In the evolving landscape of robotic design, multi-module snake-like robots predominantly feature rigid joints and are equipped with wheels [1, 9,10,11, 14]. These design choices have proven effective for facilitating diverse movements on terrestrial terrains. Early iterations of snake-like robots utilized passive wheels for vertical support at environmental contact points. Their efficiency was augmented with the inclusion of additional wheels or supports. For instance, Hirose’s ACM III showcased 20 wheeled modules, while ACM-R3 and Crespi’s AmphiBot I and II had wheels centrally positioned on each joint [4,5,6, 15,16,17]. However, the utility of passive wheels was confined to relatively even terrains. To navigate more challenging environments, active propulsion mechanisms, such as motorized wheels or pedrail tracks, were integrated.
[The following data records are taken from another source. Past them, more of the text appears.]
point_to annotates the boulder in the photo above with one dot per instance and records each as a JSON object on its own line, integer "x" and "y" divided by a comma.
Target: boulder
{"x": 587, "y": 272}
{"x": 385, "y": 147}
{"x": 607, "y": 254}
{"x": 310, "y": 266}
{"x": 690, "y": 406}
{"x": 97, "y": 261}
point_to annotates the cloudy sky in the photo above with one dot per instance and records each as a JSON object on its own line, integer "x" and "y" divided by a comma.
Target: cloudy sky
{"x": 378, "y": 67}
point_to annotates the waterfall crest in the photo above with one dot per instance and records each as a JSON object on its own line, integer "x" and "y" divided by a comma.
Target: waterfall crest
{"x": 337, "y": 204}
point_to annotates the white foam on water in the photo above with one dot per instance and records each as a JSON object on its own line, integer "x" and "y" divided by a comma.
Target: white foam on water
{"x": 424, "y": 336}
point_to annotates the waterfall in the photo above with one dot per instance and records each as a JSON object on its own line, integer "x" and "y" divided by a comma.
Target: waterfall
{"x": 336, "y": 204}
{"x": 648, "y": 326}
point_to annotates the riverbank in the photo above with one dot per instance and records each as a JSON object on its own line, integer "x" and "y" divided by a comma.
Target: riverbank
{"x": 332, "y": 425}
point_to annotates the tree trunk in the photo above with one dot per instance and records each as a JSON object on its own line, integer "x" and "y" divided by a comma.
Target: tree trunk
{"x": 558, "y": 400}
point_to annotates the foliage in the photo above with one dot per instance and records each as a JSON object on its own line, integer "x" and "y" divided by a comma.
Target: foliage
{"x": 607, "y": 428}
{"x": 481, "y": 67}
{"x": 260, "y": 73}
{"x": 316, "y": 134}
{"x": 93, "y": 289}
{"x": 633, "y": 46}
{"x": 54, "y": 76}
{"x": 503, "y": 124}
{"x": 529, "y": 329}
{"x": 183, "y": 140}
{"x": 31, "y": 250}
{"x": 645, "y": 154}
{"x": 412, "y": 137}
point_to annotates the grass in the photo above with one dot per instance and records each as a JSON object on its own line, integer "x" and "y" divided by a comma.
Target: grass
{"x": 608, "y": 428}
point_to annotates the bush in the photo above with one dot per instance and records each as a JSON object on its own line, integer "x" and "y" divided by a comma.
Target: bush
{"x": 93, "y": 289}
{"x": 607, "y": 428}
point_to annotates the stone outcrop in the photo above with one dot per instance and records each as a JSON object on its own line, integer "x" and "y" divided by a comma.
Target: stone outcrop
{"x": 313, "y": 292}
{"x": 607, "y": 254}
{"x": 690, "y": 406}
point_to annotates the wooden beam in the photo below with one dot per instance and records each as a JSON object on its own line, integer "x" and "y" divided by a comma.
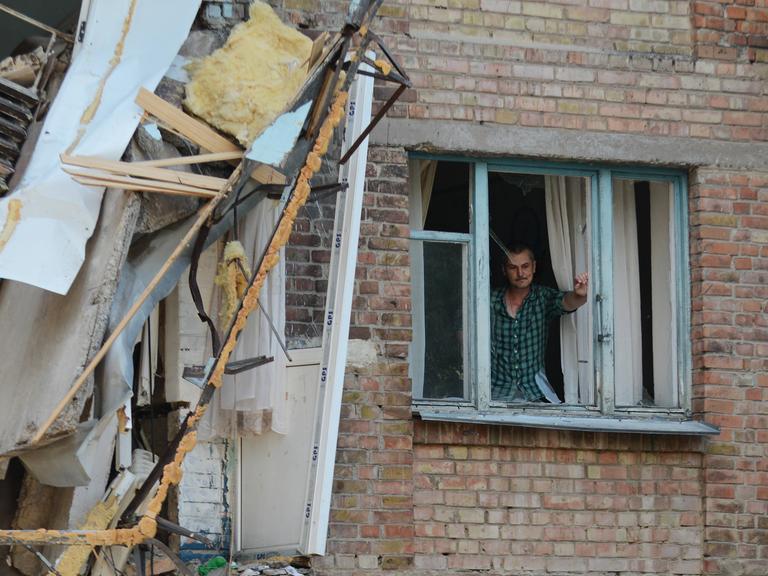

Hirose’s ACM-R4, for instance, featured a mechanism driving wheels at each joint [7]. Liljeback et al.’s Mamba employed rubber wheels powered by singular servo motors [18]. Klaassen et al.’s GMD-Snake 2, designed to emulate the rectilinear movement of snakes, utilized belly scales to enhance traction and propulsion [19]. Other robots, like Borenstein’s OmniTread Series [20, 21] and Siegwart’s Proboscis robot [22], incorporated bellows-like linkages, ensuring adaptability in challenging terrains.

The integration of watertight and protective features in snake-like robots enables their operation in a variety of environments, especially underwater. For instance, Kelasidi, Liljeback, and their colleagues pioneered the development of an amphibious snake-like robot named “Mamba.” This robot is adept at performing both lateral undulation and eel-like movements [18, 23]. While snake-like robots designed for land can exhibit diverse movements such as sine wave, side winding, and rolling, mimicking these movements underwater is more challenging due to the heightened energy requirements and diminished efficacy. Traditional underwater vehicles predominantly utilize propellers and rudders for movement. However, the advent of elastic joints and multi-propulsion actuators signals a transformative shift in the compliance control of underwater snake-like robots. For example, while AmphiBot I and II are equipped with wheels for land-based movement, they also incorporate caudal fins to generate thrust underwater [16, 17, 24].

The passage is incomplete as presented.